Bank of Canada Maintains Its Benchmark Interest Rate at 5%

Bank of Canada Maintains Its Benchmark Interest Rate at 5%

The Bank of Canada took a significant step this week by maintaining its benchmark interest rate at 5%. Considering that the bank has been gradually raising rates since early 2022 in an effort to reduce inflation, this action was not surprising. The current rate was set in July as a result of these hikes, and it hasn't changed since. This stability is a reaction to indications that the Canadian economy is slowing down, which is consequently reducing the pressure on inflation.

The rate set by the bank is crucial since it influences rates on some Canadian savings accounts as well as variable-rate loans. Numerous indicators point to the recent economic slowdown: consumer expenditure is declining, household borrowing has significantly decreased, and inflation has slowed to 3.1%. Discussions about a possible recession are being sparked by these developments, which are having a considerable impact on the economy as evidenced by the recent decrease in GDP.
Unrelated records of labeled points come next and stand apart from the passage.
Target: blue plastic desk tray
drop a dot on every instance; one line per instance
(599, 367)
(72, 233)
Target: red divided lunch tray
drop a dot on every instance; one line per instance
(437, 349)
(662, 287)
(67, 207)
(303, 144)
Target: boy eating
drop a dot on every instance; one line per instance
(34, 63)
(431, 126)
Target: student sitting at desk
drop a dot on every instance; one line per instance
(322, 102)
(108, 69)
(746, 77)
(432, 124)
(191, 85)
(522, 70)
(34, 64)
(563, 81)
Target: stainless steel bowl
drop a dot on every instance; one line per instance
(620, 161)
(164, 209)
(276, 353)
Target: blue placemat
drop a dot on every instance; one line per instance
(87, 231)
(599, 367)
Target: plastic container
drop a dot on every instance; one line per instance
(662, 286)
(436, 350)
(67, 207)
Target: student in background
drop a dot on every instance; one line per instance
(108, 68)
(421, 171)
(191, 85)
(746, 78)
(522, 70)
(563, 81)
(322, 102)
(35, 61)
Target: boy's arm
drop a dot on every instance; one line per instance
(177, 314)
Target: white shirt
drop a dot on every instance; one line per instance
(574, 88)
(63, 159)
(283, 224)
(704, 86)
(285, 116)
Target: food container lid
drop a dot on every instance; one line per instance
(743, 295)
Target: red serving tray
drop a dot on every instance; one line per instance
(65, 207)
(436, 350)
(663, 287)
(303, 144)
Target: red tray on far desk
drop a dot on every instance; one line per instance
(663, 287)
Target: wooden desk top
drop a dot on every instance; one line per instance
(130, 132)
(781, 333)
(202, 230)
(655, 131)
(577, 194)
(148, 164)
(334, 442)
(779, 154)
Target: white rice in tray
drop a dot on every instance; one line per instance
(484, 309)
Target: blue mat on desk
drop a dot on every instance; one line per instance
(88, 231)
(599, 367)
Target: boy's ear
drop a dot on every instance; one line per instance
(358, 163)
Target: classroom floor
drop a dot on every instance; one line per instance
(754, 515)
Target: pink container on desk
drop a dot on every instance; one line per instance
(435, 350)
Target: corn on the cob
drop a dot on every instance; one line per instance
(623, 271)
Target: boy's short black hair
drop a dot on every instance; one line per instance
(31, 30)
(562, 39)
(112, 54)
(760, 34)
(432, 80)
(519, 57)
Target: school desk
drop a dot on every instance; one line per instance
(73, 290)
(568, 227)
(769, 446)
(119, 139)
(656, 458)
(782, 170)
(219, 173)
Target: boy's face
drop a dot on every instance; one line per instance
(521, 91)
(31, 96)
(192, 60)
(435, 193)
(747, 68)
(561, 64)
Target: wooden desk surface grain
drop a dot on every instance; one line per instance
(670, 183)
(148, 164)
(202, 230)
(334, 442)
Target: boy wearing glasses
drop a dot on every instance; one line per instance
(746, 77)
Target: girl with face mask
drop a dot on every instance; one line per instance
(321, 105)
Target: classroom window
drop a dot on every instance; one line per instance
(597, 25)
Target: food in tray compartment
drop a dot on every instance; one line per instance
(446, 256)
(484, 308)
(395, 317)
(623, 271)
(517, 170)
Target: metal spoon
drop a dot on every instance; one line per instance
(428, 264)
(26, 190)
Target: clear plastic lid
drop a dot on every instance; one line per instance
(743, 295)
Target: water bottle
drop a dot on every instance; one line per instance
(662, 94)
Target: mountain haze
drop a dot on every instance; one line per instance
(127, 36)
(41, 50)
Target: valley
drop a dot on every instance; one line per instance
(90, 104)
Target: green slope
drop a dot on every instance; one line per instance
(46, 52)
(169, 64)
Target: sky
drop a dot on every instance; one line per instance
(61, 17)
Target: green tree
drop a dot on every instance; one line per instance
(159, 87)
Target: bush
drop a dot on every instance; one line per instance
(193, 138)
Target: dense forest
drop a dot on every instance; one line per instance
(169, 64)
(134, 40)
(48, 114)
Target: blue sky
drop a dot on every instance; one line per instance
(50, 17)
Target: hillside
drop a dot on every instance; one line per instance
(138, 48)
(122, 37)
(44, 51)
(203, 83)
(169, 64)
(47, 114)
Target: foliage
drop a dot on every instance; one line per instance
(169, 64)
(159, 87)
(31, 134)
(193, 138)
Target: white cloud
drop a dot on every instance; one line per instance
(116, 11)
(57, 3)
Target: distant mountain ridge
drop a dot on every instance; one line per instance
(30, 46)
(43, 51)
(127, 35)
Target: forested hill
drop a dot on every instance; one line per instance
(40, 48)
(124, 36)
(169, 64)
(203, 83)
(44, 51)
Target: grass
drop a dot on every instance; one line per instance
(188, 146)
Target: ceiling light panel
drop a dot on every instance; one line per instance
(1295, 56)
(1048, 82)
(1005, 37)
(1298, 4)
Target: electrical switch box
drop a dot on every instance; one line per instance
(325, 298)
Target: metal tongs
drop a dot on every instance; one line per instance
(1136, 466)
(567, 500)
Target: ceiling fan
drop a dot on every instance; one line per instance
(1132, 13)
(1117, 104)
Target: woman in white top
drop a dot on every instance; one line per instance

Because of a five-quarter run of declining real GDP per capita, many Canadians are feeling the financial impact of these events. Due to the pressure on the economy, more Canadians are choosing fixed-rate mortgages over variable-rate ones and placing a higher priority on paying off their debt. This shift is also seen in bank reports, which indicate a decline in some mortgage product categories.

The current state of the economy has resulted in the weakest expansion of consumer credit in thirty years, and household credit has actually decreased when inflation is taken into account. This signifies the start of a deleveraging period and the potential for a recession in the family balance sheet, should interest rates continue to rise.

Economists believe that the Bank of Canada will likely begin lowering interest rates in the upcoming year, with notable reductions expected by the end of 2024. Based on a survey of 26 economists, the outlook shows that rate decreases are expected on average. This change in monetary policy might have a significant impact on both the real estate market and the Canadian economy.